Mingarelli ? Un nom déjà aperçu dans la presse ou dans la blogosphère, que je lis pour la première fois avec ce roman, La Promesse (2009), une centaine de pages à l’émotion contenue. « Le ciel et l’eau du lac de retenue », premiers mots du récit, sont les éléments essentiels du paysage où Fedia, seul sur son bateau, entame une longue remontée des eaux à l’écoute des bruissements secrets sur les berges, sans que l’on sache d’abord pourquoi – même à Sachs, son fils, triste de ne pas pouvoir l’accompagner, il a refusé de le dire tout en lui jurant que ce n’est pas un secret, mais une de ces choses « qu’on doit faire tout seul ». 

 

En passant au large des barques de pêcheurs, rameur discret pour ne pas s’attirer leurs insultes, il est étonné que l’un d’entre eux lui fasse signe d’approcher, craint l’algarade, mais l’homme ne veut que du feu pour allumer un réchaud et lui offre du café. Fedia repart, le jour se lève. « Le soleil était encore bas sur l’horizon lorsqu’il aperçut une anse bordée d’arbres. Il mit le cap dessus. » Après avoir amarré le bateau à une branche de saule, il passe sous les arbres et cherche un sentier. Du sommet, le lac paraît immense. C’est là-haut, assis dans l’herbe, qu’il sort de sa poche une petite boite en carton contenant des cendres, mais qui a gardé l’odeur des petits cônes d’encens qu’elle renfermait avant. Une cigarette. « J’aimerais avoir du chagrin, mais je n’en ai pas. »

 

Où verser le contenu de la petite boite ? Retirer le couvercle et laisser le vent s’en charger ? Le verser dans l’eau claire près des iris ? Il lui semble qu’un endroit s’imposera de lui-même, remet la chose à plus tard. En quittant la berge lui revient le temps de l’école des mécaniciens de la flotte où le premier-maître Goussegov réveillait les internes en ouvrant tout grand la fenêtre : « De la Baltique arrivaient les nuages couleur de fer, ou la brume et l’air froid. » Fedia s’y était lié d’amitié avec Vassili, son voisin de chambre.

 

Deux femmes l’appellent, pour qu’il dépose un vieil homme plus loin au bord du lac, ce sera plus rapide que d’attendre l’autobus. Son passager, après quelques mots échangés, le fait s’arrêter bien avant l’endroit prévu. Souvenirs de haschich fumé avec Vassili, de feux nourris d’algues sèches, de conversations sur l’avenir, de visites ruineuses « chez les Polonaises », d’une maquette d’avion construite ensemble.

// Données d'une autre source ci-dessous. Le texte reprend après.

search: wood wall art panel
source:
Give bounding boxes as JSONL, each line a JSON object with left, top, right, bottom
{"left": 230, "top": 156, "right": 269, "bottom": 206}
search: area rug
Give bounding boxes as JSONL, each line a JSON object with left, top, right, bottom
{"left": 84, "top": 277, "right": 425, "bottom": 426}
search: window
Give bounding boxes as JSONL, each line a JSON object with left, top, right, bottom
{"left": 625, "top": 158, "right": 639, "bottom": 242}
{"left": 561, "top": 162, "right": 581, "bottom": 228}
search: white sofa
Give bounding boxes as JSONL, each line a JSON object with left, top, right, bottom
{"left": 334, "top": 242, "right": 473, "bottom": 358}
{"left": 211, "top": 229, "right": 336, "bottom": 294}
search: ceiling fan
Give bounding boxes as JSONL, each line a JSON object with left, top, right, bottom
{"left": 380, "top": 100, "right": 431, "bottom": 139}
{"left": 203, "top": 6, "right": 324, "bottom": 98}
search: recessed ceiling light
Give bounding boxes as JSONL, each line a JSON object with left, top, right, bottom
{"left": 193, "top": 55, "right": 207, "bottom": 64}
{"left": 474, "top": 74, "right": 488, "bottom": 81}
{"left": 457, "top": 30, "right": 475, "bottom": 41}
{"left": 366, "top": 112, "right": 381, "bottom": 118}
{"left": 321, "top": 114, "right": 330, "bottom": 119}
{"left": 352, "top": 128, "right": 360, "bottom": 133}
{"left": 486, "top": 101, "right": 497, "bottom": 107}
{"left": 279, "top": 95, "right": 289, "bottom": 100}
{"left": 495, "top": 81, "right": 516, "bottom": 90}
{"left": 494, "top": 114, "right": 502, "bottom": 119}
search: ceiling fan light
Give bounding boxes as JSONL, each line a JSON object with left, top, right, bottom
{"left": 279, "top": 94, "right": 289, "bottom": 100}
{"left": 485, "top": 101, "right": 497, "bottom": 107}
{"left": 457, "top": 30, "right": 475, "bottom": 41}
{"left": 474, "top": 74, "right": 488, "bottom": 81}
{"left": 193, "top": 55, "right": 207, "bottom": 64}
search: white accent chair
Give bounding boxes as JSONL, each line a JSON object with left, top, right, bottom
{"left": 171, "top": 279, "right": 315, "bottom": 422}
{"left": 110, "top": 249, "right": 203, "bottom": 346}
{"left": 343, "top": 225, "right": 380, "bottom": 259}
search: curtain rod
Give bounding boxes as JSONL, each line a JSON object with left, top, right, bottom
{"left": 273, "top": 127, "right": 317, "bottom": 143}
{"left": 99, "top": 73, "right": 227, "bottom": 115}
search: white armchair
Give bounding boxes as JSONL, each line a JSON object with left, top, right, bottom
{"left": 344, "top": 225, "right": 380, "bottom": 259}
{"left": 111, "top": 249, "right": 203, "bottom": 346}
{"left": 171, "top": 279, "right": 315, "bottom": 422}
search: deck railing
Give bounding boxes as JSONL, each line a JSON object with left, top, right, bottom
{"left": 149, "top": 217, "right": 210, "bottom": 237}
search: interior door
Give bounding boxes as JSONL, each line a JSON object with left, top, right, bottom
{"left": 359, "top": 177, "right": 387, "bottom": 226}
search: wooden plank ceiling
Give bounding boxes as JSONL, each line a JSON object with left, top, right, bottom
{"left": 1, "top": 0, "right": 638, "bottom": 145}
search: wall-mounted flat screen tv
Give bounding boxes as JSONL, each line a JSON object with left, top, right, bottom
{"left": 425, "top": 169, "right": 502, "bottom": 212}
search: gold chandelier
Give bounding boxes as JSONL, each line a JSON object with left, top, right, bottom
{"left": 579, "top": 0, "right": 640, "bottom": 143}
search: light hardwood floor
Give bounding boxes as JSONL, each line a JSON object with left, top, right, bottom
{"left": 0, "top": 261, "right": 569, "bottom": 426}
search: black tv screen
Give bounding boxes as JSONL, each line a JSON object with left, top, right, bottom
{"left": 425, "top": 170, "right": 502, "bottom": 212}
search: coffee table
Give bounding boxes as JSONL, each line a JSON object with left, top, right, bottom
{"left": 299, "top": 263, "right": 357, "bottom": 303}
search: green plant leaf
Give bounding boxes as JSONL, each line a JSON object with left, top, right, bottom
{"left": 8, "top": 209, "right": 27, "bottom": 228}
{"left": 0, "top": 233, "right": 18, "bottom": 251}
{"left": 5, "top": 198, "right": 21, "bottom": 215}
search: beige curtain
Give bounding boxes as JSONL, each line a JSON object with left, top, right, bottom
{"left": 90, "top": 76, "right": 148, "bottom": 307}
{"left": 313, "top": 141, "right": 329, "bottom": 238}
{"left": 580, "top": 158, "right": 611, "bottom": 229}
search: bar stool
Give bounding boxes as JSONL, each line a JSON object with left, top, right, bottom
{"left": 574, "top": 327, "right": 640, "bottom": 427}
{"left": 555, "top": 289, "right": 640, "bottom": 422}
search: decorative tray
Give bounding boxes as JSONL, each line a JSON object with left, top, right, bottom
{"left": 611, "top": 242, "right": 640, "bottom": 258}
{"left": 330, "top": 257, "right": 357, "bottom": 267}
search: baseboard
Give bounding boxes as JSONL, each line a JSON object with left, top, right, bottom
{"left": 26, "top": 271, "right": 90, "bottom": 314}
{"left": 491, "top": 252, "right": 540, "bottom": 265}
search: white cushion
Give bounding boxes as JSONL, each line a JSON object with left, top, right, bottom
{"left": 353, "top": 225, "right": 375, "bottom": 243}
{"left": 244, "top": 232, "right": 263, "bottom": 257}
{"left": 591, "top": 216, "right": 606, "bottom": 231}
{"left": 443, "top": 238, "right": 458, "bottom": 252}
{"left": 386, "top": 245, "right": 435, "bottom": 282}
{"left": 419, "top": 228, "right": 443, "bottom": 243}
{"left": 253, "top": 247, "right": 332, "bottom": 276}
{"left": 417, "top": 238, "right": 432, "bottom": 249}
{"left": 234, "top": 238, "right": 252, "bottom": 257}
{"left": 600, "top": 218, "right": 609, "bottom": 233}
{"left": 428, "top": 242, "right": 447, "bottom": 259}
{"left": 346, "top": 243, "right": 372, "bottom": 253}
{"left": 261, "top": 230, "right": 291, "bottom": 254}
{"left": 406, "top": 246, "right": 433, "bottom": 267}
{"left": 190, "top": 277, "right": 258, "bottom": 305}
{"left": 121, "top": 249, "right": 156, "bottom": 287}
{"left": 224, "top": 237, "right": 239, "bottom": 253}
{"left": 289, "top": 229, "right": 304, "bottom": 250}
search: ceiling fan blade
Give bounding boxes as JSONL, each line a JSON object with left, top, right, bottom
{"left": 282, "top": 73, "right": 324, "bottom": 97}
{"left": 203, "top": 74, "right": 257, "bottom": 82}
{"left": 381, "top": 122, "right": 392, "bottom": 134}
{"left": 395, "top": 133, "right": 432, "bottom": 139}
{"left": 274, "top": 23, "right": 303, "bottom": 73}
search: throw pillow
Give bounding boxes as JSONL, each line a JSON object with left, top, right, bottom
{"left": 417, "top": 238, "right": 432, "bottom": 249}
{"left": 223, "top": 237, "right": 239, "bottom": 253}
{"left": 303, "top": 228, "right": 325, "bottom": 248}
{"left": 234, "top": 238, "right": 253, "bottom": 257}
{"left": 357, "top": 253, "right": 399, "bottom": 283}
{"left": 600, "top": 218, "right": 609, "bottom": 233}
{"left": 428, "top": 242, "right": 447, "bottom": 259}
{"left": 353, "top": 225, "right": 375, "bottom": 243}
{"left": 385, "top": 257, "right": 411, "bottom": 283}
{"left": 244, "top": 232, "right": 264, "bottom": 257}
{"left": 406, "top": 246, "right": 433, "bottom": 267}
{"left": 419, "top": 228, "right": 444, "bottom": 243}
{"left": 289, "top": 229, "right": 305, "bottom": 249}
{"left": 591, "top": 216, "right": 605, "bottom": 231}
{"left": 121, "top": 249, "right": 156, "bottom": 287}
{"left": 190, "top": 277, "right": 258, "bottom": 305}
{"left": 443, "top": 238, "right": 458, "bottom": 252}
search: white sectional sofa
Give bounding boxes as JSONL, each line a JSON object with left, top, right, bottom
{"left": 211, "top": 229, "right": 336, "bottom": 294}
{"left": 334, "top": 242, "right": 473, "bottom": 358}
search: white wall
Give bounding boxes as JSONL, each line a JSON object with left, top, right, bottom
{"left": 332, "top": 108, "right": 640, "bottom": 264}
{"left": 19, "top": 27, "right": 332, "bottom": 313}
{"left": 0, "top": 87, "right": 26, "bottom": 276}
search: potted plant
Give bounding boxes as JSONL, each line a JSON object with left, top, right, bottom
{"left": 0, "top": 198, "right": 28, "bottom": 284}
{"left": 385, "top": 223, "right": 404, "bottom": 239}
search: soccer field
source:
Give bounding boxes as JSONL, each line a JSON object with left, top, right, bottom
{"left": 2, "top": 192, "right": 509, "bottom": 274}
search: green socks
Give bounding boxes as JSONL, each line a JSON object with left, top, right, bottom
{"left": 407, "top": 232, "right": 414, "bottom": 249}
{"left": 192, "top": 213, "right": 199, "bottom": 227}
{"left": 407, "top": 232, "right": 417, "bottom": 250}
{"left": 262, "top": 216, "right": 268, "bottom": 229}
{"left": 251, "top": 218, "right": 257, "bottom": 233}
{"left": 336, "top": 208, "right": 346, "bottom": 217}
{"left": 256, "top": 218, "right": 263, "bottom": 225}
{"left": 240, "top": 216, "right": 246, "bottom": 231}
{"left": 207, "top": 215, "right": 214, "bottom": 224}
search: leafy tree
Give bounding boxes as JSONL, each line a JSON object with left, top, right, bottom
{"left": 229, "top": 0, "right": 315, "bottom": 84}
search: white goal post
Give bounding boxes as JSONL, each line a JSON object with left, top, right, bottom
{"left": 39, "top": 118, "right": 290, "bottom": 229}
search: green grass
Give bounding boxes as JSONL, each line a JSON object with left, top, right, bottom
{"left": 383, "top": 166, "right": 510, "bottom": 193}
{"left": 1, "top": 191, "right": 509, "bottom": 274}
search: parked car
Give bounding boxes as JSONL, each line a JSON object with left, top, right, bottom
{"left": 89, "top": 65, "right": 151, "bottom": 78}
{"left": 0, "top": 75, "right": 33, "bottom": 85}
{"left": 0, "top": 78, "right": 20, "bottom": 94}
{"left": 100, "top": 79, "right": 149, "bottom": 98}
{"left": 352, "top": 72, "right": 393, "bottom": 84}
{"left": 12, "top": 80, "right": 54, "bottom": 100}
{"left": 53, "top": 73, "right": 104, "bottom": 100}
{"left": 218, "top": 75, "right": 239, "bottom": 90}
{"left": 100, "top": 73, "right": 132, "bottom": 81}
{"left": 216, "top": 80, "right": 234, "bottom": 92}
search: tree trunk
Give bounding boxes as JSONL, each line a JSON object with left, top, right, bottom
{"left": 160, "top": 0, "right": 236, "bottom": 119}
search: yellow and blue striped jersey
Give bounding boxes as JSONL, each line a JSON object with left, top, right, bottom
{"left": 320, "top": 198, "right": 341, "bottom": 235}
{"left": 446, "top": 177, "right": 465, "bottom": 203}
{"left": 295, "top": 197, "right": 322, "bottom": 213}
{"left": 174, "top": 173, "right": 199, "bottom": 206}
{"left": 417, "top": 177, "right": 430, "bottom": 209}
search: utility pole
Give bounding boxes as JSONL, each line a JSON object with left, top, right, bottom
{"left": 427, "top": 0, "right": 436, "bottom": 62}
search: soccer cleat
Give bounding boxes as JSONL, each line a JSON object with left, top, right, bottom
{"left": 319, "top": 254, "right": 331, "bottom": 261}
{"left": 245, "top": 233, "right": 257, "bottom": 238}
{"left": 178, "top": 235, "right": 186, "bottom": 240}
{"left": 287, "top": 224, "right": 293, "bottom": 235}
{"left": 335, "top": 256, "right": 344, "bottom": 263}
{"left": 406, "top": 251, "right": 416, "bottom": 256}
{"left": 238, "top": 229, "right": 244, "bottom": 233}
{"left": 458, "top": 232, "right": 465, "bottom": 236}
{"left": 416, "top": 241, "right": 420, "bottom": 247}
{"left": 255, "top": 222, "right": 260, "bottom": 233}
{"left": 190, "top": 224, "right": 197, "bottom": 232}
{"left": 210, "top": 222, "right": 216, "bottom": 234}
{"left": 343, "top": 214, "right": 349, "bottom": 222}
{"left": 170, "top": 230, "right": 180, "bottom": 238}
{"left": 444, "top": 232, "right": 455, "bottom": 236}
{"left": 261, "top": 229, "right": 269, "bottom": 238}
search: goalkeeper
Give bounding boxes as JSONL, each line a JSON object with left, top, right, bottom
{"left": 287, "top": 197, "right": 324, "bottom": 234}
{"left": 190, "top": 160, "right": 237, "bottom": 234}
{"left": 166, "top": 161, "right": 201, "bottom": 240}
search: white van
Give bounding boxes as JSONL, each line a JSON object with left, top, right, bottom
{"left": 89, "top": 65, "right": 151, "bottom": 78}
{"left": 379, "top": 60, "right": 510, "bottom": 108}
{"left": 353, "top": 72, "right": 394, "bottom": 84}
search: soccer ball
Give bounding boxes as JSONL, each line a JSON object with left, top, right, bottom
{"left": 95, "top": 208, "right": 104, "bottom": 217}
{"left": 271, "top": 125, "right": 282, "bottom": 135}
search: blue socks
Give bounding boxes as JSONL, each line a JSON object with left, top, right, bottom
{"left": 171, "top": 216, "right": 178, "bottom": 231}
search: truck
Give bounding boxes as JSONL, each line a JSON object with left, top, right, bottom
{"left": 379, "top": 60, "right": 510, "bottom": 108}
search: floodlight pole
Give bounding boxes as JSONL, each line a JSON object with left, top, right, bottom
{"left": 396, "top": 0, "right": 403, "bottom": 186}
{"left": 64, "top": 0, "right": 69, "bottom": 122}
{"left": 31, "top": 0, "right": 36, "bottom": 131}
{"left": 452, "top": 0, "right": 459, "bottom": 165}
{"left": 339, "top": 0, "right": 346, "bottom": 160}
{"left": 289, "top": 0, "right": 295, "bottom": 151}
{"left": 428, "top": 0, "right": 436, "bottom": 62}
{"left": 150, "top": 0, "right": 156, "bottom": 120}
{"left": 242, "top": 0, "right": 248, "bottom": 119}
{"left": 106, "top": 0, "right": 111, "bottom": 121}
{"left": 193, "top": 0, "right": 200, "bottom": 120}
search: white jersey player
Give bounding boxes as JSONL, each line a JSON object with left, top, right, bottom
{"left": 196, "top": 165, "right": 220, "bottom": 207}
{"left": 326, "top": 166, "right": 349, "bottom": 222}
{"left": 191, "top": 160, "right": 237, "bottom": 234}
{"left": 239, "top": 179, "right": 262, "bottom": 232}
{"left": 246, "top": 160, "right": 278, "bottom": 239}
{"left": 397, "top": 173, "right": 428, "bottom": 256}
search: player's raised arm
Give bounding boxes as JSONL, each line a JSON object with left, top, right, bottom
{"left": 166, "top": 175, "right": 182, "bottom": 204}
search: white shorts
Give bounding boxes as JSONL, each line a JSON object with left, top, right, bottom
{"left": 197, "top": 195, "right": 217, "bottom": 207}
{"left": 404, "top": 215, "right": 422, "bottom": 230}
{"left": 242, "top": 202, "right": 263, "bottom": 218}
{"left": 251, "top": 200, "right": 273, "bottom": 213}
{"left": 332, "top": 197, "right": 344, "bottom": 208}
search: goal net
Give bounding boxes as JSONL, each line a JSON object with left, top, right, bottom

A l’aube, Fedia espérait voir un martin-pêcheur, mais le jour lui offre une autre rencontre inespérée : « Une biche le regardait. Elle était là tout près à la lisière des taillis, si près qu’il pouvait voir ses flancs se soulever à chaque respiration. » Fedia décide de s’arrêter là pour déjeuner. Soudain il s’adresse à Vassili en pensée, malgré lui : « Regarde, je suis en train de manger, et il fait bon » et en sourit un peu.

 

Hubert Mingarelli tire sur ces deux fils tour à tour, la remontée du lac vers la rivière, avec toutes les sensations qu’elle éveille, les détails du parcours, et la remontée de la mémoire vers les rêves et les sentiments de deux apprentis matelots qui n’arrivaient plus à s’imaginer la vie l’un sans l’autre. Etrange, l’envoi par la femme de Vassili de ses cendres dans un sachet – « Elle ne disait pas pour quelle raison Vassili s’était tué ni comment il l’avait fait, mais de toute façon, comment le dire ? » Roman
du non-dit, La promesse allie le chant de la nature aux eaux souterraines de l’être.

Commentaires

  • Présentation très séduisante! Je suppose que le livre doit l'être tout autant!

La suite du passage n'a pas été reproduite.